Single by Kimbra featuring Mark Foster and A-Trak

from the album Vows (Australian Tour Edition/New Zealand Deluxe Edition)
- Released: 4 May 2012
- Recorded: 2011
- Genre: Indie pop; electropop; alternative dance;
- Length: 4:13
- Label: Warner Bros.
- Songwriters: Mark Foster; Kimbra Johnson; Isom Innis; Alain Macklovitch;

Kimbra singles chronology
| "Good Intent" (2011) | "Warrior" (2012) | "Two Way Street" (2012) |

Music video
- "Warrior" on YouTube

= Warrior (Kimbra song) =

"Warrior" is a song by New Zealand singer Kimbra, featuring Mark Foster of the American indie pop band Foster the People and Canadian electro house DJ A-Trak. The song was written as a part of "Three Artists, One Song", an annual series by shoe company Converse. The song was initially released as a free download in the "Three Artists, One Song" website. The song was later included in international and special editions of Kimbra's debut studio album, Vows. "Warrior" was released as the fourth single from Vows on 4 May 2012. The song peaked #22 on the New Zealand RIANZ charts, and peaked #1 on the New Zealand NZ Artists RIANZ charts.

==Composition==
The song is composed in the key of B♭ and has the BPM of 110. The song uses elements from electronic dance music while still having somewhat of a pop feel to the song. The song is recognized as an indie pop and dance song.

==Music video==
The music video premiered on the YouTube channel for Converse shoes on 5 April 2012. The video features a group of prisoners being forced to wrestle, and being brutally beaten, with chairs and other objects, for the enjoyment of a man wearing a red sweater. Scenes of Kimbra singing with her arms tied while watching the fight are cut into the video. At the end, the wrestlers turn on the man wearing the red jumper, and Kimbra knocks him out. The video ends with Mark Foster, Kimbra and A-Trak leaving the stadium.

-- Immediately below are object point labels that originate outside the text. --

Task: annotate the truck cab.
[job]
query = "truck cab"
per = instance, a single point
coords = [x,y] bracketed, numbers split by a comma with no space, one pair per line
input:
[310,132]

All of the wrestlers are wearing Converse shoes.

==Track listing==

| No. | Title | Length |
|---|---|---|
| 1. | "Warrior" | 4:13 |

==Chart performance==
The song has peaked at number 22 on the official New Zealand singles chart.

| Chart (2012) | Peak position |
|---|---|
| New Zealand (RIANZ) | 22 |
| New Zealand NZ Artists (RIANZ) | 1 |

==Certifications==

| Region | Certification | Certified units/sales |
| New Zealand (RMNZ) | Gold | 7,500^{*} |
^{*} Sales figures based on certification alone.